🤖 AI Summary
This work addresses the limitations of existing safety alignment methods for language models, which often rely on complex training pipelines or heuristic strategies lacking theoretical foundations. The authors reformulate safety alignment as a density ratio matching problem and propose a single-stage optimization framework based on Bregman divergence (BSO). By leveraging convex generating functions to construct the loss, BSO enables safe policy learning within the direct preference optimization paradigm without requiring auxiliary models. The approach introduces only a single hyperparameter, unifying and generalizing several existing alignment techniques while offering both theoretical guarantees and implementation simplicity.

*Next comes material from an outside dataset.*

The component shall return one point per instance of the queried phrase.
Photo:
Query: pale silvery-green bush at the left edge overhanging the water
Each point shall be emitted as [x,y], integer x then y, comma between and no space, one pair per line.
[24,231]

Experimental results demonstrate that BSO significantly improves the trade-off between safety and helpfulness across multiple safety alignment benchmarks.
📝 Abstract
Aligning language models for both helpfulness and safety typically requires complex pipelines-separate reward and cost models, online reinforcement learning, and primal-dual updates. Recent direct preference optimization approaches simplify training but incorporate safety through ad-hoc modifications such as multi-stage procedures or heuristic margin terms, lacking a principled derivation. We show that the likelihood ratio of the optimal safe policy admits a closed-form decomposition that reduces safety alignment to a density ratio matching problem. Minimizing Bregman divergences between the data and model ratios yields Bregman Safety Optimization (BSO), a family of single-stage loss functions, each induced by a convex generator, that provably recover the optimal safe policy. BSO is both general and simple: it requires no auxiliary models, introduces only one hyperparameter beyond standard preference optimization, and recovers existing safety-aware methods as special cases. Experiments across safety alignment benchmarks show that BSO consistently improves the safety-helpfulness trade-off.